Why would home surpass work as a source of stress? Hochschild argues that women’s mass entry into employment created a time shortage at home as families face a “second shift” of housework, cooking, and childcare after the workday [3]. Not only are these chores often onerous in themselves, the division of tasks is frequently contentious [1, 3]. As a result, individuals may experience more stress at home than at work, enticing them to spend more time at work [1]. However, ironically, the stress at home is increased by long work hours. The more time one spends at work, the more housework is waiting at home. In addition, long work hours exacerbate tensions between family members over work-family balance and the division of chores.

In this light, research indicating that people feel more stressed on workdays than on weekends [2] might be capturing the stress of the second shift at home, rather than the stress of work itself. It seems that work is not especially stressful in itself, but working may make home life more stressful. Indeed, over half of working parents report that balancing home and work responsibilities is very or somewhat difficult [1]. If, as Hochschild argues, workers increase their hours at work to escape the stresses of home life—thus exacerbating the stress at home—home life will become increasingly stressful over time.

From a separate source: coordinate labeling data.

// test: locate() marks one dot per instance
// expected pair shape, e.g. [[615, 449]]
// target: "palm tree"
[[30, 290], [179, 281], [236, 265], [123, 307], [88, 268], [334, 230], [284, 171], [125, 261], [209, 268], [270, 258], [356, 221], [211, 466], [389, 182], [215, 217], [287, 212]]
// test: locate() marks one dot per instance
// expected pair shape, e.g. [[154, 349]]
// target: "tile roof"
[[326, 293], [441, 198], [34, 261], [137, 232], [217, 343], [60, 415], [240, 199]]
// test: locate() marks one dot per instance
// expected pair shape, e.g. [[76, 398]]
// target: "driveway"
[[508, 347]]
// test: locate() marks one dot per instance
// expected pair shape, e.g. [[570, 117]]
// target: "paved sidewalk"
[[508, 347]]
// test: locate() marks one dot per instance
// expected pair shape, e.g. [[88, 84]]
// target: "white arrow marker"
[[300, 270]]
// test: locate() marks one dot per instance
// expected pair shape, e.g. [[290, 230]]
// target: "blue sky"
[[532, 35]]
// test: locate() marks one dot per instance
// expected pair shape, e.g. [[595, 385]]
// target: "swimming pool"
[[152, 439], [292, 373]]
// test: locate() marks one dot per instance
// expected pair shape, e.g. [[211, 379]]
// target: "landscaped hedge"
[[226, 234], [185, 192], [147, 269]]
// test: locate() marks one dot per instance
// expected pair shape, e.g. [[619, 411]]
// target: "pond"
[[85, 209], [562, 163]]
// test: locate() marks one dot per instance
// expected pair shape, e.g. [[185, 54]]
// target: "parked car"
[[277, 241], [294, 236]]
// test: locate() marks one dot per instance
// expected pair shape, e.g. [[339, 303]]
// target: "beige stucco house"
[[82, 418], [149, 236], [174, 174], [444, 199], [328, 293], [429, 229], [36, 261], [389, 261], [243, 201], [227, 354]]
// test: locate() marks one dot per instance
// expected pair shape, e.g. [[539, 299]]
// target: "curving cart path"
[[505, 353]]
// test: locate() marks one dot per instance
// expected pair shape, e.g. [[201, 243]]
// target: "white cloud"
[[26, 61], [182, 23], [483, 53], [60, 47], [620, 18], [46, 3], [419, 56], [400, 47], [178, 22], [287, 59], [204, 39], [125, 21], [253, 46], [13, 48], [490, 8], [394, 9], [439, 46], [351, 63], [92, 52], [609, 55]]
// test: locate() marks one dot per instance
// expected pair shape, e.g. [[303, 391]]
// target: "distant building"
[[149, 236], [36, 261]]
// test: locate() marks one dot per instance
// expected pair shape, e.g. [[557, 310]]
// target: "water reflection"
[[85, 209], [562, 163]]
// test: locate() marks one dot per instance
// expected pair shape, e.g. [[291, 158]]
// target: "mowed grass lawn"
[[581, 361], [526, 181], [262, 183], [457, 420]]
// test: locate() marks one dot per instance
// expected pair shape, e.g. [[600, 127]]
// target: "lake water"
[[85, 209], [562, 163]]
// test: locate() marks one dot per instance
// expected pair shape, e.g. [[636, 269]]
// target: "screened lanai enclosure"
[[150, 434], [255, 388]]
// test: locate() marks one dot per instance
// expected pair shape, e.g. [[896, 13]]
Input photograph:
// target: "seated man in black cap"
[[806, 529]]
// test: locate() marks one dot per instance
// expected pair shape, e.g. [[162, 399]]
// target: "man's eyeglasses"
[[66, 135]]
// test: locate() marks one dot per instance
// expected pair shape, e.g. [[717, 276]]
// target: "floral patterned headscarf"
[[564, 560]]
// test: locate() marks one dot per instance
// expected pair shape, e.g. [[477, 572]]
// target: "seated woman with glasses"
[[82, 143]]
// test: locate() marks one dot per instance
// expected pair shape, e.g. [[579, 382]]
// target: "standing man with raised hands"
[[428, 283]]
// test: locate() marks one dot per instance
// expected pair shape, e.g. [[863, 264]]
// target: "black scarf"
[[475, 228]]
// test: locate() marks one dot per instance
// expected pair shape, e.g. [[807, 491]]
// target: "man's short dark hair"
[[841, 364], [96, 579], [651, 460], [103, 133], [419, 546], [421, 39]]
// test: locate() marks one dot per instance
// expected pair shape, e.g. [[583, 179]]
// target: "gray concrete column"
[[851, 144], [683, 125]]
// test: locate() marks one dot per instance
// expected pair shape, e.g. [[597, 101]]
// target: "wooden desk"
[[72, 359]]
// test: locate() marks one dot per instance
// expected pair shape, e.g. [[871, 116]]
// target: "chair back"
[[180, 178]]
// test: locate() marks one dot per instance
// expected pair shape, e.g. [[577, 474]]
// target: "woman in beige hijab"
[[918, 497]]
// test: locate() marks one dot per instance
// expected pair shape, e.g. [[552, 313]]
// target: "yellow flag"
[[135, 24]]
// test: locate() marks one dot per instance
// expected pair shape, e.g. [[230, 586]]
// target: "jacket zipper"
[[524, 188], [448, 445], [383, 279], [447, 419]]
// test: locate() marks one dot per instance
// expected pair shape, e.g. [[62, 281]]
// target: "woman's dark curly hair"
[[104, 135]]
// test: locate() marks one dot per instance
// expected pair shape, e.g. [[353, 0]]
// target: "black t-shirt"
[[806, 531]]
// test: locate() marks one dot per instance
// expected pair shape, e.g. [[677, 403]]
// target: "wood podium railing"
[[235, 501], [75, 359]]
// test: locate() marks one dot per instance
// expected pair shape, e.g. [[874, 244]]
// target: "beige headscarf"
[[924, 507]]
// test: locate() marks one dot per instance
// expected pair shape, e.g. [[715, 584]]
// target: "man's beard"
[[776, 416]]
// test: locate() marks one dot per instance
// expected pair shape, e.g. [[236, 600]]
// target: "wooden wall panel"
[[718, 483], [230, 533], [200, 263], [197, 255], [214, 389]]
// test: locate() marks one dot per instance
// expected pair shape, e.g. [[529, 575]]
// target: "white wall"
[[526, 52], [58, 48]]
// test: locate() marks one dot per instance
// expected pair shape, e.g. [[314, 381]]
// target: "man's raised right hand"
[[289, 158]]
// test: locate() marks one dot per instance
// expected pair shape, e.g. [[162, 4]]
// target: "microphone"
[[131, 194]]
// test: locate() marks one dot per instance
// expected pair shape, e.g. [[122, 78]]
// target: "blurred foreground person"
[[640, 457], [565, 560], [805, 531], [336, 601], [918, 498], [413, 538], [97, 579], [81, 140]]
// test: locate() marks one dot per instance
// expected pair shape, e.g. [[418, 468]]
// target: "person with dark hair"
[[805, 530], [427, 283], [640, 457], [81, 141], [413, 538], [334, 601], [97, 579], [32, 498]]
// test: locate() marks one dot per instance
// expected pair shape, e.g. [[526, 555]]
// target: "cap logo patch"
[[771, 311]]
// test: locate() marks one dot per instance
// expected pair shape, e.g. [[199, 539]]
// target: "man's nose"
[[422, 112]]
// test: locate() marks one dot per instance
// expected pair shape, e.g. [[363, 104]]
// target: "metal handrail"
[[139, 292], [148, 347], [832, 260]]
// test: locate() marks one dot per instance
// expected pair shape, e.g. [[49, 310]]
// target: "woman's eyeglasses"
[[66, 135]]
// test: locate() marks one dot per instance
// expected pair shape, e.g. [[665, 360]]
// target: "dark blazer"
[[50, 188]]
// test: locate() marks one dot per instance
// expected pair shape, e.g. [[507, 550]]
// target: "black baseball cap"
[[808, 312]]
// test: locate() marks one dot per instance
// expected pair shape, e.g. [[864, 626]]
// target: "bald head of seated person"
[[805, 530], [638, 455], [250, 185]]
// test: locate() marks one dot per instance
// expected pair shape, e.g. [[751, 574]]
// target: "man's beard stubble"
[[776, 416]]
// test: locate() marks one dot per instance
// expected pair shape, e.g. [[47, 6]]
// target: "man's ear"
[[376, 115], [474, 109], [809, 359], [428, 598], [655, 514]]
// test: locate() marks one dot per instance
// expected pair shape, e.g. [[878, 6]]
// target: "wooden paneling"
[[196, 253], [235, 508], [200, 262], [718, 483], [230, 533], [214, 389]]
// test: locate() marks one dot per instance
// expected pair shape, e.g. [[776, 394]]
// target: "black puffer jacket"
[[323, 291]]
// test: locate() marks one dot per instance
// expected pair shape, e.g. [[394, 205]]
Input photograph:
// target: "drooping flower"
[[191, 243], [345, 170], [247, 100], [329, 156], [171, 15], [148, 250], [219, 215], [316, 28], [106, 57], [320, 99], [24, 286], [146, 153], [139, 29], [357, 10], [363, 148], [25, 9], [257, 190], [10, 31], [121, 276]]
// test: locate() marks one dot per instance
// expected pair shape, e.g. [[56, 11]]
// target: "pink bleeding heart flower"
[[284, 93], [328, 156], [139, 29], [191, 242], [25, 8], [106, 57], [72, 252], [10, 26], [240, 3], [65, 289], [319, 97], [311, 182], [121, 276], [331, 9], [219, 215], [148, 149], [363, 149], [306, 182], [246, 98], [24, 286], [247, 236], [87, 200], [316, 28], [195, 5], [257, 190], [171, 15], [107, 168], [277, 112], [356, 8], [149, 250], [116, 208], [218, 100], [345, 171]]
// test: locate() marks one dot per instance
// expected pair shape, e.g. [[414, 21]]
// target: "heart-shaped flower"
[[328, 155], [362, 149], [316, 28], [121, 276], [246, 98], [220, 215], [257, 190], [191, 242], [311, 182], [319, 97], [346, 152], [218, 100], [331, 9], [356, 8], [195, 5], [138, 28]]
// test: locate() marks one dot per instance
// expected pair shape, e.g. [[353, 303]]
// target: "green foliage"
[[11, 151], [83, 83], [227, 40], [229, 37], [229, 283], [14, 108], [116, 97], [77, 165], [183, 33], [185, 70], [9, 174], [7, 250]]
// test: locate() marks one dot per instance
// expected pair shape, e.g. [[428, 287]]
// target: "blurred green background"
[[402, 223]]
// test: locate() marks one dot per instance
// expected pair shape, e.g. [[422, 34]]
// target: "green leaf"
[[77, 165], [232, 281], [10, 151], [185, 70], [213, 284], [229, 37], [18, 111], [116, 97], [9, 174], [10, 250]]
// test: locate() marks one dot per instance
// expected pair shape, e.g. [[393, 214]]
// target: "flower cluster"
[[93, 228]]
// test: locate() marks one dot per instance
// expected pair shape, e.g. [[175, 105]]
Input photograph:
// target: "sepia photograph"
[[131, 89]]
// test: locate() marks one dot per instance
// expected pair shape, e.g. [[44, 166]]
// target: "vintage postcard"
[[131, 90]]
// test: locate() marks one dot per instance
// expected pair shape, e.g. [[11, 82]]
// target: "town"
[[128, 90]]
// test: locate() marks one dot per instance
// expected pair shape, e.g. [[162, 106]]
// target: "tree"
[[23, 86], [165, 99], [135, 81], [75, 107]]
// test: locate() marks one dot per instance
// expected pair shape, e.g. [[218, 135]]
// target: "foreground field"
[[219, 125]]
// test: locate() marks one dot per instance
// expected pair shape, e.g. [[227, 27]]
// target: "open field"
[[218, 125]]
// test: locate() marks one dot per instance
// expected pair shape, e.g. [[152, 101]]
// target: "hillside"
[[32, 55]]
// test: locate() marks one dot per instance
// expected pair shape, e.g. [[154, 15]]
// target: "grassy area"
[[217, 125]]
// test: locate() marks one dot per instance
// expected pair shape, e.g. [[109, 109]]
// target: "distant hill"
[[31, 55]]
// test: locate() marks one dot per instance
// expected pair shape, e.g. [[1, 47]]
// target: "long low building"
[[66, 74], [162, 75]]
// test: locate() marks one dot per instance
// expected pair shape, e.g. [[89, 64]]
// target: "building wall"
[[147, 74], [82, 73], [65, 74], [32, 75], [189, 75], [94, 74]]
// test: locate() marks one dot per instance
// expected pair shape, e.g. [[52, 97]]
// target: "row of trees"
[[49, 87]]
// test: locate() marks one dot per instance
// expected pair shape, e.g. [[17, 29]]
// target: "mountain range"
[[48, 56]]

What might break this vicious cycle? Clearly, Americans need to improve their work-life balance, but quitting their jobs would not improve their overall well-being—employment is associated with improved physical and mental health [2]. Moreover, offering employees flexible work plans may not solve the problem either, unless workers can be persuaded to use them—some of the workers most pressed for time may prefer the time they spend at work over their time at home. (Many workers may also be justifiably concerned that taking advantage of “family friendly” job options would de-rail their career.) Unfortunately, there is unlikely to be a simple solution to America’s work-home conflict.


[1] Hochschild, Arlie. 1997. The Time Bind: When Work Becomes Home and Home Becomes Work. New York: Henry Holt and Company, LLC.


[3] Hochschild, Arlie. 1989. The Second Shift: Working Parents and the Revolution at Home. New York: Penguin Books.